Bence en lezzetli uskumru, Boğaz’da yakalanan uskumrudur. Uskumru’nun en çok ızgarasını severim. Kurumayacak, suyu kaçmayacak.

Kulağa basit gibi gelse de, balığı kıvamında ızgara etmek ustalık ister. Onun için balık lokantaları farklılık gösterir. Kiminin mezesi iyidir, kiminin ustası.

Uskumru dolması ise bir baş yapıttır. İstanbul mutfağının övünç kaynağıdır. Ama onu layıkıyla yapan bir ustayı bulmak, dinazor kemiği bulmak kadar zordur artık. Çünkü bu yemeği yapmasını en iyi bilen Ermeni ustaların artık nesli tükenmiştir. Araki bulasın!
Geçmiş zamanlarda, Ramazan bayramlarında, Ermeni ve Rum meyhaneciler, mahalledeki müşterilerine bir tabak ya midye dolması ya da uskumru dolması gönderirilerdi. Bunlar birer hatırlatma davetiyesiydi. Müşteriye “unutma beni” demek isterlerdi.
Uskumru dolması Ermeni Mutfağı’nın baş yapıtıdır. Bir şölen yemeğidir. Paskalya’nın vazgeçilmez mönüsüdür.
Uskumru dolmasını yapmak gerçekten de zor iştir.

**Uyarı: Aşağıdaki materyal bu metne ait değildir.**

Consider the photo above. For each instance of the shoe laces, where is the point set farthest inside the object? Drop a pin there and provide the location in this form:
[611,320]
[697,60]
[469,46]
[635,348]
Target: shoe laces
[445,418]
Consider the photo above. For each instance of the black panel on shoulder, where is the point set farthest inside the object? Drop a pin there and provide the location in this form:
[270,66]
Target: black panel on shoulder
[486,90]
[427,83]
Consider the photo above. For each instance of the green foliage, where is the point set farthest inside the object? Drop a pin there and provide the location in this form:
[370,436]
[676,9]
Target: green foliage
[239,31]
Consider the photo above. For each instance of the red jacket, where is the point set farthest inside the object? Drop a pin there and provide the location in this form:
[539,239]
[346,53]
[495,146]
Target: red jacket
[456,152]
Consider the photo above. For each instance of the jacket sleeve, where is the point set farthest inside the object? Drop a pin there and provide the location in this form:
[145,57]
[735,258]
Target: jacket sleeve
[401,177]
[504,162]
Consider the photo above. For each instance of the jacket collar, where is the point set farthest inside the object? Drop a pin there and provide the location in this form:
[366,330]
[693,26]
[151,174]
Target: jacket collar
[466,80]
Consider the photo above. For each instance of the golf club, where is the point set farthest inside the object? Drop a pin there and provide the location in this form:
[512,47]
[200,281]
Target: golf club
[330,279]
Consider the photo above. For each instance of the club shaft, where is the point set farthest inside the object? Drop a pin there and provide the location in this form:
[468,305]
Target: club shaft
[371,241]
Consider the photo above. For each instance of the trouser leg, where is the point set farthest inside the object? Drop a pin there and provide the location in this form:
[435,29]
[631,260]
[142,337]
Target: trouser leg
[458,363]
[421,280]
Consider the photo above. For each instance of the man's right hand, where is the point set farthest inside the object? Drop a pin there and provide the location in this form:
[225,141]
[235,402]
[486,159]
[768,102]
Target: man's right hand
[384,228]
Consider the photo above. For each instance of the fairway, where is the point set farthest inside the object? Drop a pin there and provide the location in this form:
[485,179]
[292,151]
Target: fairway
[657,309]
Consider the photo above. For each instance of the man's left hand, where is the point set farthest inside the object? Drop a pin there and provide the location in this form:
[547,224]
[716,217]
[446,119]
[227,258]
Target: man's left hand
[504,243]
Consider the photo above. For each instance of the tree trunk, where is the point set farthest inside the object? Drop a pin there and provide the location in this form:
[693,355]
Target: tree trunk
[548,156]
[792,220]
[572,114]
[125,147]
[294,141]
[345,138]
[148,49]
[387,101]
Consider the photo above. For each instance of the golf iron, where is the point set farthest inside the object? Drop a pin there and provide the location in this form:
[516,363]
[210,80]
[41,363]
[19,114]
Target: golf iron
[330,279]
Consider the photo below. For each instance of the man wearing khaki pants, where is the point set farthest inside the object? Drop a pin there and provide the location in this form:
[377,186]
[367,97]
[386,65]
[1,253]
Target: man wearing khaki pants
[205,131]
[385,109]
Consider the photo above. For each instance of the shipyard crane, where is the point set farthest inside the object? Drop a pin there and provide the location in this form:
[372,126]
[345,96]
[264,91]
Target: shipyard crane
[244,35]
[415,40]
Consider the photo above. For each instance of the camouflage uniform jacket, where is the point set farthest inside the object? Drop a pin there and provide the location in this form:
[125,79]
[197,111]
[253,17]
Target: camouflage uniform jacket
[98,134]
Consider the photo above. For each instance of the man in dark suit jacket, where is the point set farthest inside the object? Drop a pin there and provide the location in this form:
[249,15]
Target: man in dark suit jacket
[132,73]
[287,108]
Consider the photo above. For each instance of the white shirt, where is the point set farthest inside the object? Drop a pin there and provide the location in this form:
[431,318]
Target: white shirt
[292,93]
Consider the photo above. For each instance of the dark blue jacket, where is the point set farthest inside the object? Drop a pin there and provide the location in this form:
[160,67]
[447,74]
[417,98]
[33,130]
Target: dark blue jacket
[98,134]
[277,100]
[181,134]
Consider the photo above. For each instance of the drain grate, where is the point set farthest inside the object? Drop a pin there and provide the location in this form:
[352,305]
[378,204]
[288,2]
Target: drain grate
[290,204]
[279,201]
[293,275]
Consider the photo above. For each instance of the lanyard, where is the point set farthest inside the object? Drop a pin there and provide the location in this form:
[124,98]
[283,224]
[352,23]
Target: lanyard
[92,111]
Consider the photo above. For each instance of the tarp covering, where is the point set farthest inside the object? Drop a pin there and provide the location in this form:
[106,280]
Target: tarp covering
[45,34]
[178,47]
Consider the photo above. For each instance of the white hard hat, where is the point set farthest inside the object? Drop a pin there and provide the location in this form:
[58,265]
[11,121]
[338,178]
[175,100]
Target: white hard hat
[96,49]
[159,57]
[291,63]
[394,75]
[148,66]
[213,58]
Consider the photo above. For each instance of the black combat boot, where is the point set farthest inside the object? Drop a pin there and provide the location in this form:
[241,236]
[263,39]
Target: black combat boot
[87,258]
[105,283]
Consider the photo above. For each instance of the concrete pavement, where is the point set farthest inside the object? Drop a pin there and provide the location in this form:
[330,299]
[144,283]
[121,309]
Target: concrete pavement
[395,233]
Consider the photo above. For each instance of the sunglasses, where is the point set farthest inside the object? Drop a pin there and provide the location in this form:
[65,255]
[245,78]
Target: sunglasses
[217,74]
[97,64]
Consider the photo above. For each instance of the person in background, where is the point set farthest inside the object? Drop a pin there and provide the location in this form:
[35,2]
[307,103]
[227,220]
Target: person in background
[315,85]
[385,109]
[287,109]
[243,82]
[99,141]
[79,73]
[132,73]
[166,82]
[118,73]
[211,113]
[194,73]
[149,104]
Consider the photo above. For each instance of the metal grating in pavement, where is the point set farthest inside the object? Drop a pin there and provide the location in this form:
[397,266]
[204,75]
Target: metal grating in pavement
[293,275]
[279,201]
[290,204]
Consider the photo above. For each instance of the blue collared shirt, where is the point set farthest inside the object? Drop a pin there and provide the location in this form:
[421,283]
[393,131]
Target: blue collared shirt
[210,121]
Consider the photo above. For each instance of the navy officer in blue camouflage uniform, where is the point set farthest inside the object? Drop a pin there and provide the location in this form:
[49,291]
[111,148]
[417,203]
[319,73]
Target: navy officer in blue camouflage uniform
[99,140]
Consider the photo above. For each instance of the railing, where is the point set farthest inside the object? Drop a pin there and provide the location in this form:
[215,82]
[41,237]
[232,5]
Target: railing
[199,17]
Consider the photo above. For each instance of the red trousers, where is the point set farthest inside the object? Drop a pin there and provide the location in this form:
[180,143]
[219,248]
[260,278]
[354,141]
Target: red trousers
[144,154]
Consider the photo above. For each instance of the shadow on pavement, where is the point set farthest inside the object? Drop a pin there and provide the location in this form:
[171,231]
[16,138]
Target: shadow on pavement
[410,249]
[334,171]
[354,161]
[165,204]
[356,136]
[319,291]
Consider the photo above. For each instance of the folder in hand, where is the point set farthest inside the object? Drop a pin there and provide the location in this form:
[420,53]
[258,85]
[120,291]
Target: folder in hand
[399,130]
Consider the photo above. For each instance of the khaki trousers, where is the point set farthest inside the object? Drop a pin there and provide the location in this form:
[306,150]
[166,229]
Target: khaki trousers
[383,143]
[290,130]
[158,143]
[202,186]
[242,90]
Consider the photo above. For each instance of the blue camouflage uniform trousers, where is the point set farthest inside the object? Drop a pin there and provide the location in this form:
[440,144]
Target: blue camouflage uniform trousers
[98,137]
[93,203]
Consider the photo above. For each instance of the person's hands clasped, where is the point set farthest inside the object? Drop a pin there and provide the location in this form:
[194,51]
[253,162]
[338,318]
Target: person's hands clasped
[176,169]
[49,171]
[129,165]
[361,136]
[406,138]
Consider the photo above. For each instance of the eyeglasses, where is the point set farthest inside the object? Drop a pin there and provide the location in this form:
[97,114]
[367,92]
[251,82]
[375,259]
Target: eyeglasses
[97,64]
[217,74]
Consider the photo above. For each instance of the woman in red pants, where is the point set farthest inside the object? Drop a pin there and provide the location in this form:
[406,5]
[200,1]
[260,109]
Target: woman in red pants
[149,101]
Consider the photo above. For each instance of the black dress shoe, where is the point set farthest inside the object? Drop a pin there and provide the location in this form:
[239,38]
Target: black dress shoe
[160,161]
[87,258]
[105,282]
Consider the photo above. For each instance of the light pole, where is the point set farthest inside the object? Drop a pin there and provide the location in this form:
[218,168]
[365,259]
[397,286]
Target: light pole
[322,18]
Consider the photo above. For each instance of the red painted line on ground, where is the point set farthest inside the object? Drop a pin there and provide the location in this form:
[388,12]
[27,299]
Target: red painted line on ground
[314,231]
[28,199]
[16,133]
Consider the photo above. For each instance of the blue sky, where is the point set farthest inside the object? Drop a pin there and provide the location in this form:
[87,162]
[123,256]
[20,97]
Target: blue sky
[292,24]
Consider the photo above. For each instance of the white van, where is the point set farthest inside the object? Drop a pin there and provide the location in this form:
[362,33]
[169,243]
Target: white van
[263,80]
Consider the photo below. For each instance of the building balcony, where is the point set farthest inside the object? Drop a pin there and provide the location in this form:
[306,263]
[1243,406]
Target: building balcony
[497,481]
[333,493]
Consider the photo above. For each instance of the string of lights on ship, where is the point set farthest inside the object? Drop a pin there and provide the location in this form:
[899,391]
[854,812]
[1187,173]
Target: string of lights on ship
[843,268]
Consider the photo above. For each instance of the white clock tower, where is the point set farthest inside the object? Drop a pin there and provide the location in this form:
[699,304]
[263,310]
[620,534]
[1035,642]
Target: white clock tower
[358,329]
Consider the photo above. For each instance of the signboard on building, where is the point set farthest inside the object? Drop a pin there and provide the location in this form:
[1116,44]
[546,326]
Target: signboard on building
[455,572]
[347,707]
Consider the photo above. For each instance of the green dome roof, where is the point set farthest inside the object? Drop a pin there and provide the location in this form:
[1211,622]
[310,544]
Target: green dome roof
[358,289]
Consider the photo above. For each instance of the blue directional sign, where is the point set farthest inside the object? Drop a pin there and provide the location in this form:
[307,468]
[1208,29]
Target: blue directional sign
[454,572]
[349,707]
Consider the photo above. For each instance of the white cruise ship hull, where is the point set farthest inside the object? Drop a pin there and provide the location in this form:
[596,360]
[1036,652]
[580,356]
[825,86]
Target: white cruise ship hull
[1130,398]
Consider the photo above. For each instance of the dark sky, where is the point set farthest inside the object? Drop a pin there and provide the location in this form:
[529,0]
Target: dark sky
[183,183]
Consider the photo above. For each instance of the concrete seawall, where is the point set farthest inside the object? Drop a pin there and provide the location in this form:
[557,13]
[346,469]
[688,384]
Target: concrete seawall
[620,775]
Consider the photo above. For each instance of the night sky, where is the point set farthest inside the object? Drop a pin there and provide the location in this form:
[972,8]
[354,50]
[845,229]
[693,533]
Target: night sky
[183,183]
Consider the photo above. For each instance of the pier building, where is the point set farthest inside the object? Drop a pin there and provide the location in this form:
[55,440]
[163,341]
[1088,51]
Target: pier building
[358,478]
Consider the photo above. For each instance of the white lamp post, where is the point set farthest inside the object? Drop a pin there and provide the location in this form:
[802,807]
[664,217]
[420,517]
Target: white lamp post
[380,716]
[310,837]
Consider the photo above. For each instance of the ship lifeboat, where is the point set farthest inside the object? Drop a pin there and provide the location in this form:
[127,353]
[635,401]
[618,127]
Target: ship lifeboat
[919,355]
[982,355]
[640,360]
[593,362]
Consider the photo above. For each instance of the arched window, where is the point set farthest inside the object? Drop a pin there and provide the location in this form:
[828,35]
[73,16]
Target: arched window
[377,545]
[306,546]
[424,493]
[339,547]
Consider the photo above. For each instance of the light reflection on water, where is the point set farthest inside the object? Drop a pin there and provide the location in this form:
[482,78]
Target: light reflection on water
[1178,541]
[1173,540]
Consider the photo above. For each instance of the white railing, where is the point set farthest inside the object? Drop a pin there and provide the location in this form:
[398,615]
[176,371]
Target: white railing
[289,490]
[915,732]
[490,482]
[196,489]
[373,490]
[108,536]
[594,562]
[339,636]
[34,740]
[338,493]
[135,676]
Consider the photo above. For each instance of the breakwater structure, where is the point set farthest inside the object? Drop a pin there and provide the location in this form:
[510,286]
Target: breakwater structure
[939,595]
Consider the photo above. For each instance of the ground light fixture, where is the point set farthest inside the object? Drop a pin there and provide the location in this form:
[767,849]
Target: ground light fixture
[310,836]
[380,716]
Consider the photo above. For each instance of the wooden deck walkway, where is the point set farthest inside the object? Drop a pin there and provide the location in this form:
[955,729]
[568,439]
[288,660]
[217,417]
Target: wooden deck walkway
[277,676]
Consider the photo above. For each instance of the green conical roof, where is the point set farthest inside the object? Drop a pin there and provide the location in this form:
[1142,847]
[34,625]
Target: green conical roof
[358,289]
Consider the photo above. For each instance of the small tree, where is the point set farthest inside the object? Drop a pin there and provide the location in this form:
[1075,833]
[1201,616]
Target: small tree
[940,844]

Burada kalemi, “Sofranız Şen Olsun” kitabının yazarı Takuhi Tovmasyan’a bırakıyorum. Takuhi Tovmasyon’un anıları, ninelerinin ve diğer aile büyüklerinin yemek anılarıyla doludur. Unutulan Ermeni yemeklerini bu kitaptaki tariflerle yeniden hatırlatmıştır.
İşte bu kitaptan Uskumru dolması anıları:

“Babam bir çavela uskumrunun içinden en tombullarını seçer, içlerini temizler, sarnıçtan çektiği buz gibi sularla bığıl bığıl yıkar ve kılçığını çıkarsın diye anama verirdi.

Anam, avucuna aldığı uskumruları, karnı sancılanan oğlunu okşarcasına, sabırla ovalayıp, balığın etini yumuşatır, kılçığından ayırıverirdi.

O sırada Ankine yengem, soğanı doğrar, kavurur, dolma içini hazırlardı. Nasıl mı?

Her balığa bir soğan hesabıyla soğanlar doğranır. Önce bir kaşık tuzla, kısık ateşte, kendi koyuverdiği suyla pişirilir, sonra bir bardak zeytinyağıyla kavrulur. İçine bir avuç dolusu dolmalık üzüm ve çam fıstığı atılır, biraz daha kavrulur.

Dolmayı dolma yapan baharatıdır. Bir tatlı kaşığı karabiber, iki tatlı kaşığı tarçın, bir tatlı kaşığı yenibahar ilave edilerek, bir iki daha çevrilir. En sonunda da bir demet maydanoz ayıklanır, yıkanır, küçük küçük kıyılarak soğana ilave edilir ve soğumaya bırakılır.

Elde hafif hafif mıncıklanan balığın kuyruk kökünden kılçığı çıt diye kırılır. Aynı işlem ense kökünde de yapıldıktan sonra yakasından tutulan orta kılçık çekilip çıkartılır.

Kılçıkla beraber dışarı çıkan etler, kılçığından ayıklanarak dolma içine katılır. İçi boşalan balıklara dolma içi doldurulur. Siyah iplik geçirilmiş yorgan iğnesiyle balıkların karnı dikilir.

İçi doldurulan irileşmiş uskumrular önce una, sonra bir fiske tuzla çırpılmış yumurtaya batırılır. İyice ısınan yağda evire çevire kızartılır. Biraz soğuduktan sonra iplikleri ayrılır ve sofraya sunulur.”

Eğer uskumru dolması yapmaya niyetlenirseniz, en doğru tarif bu. Tabii can çekişen Marmara’ya doğru sefer yapan uskumru bulabilirseniz.

Yapmasanız da bu yemeğin tadını düşleyin. İstanbul Mutfağı’nın bir zamanlar ne kadar zengin olduğunu hafızanızın bir kenarına yazın.

O zaman, denizlerin ölümüne biraz daha üzülürsünüz.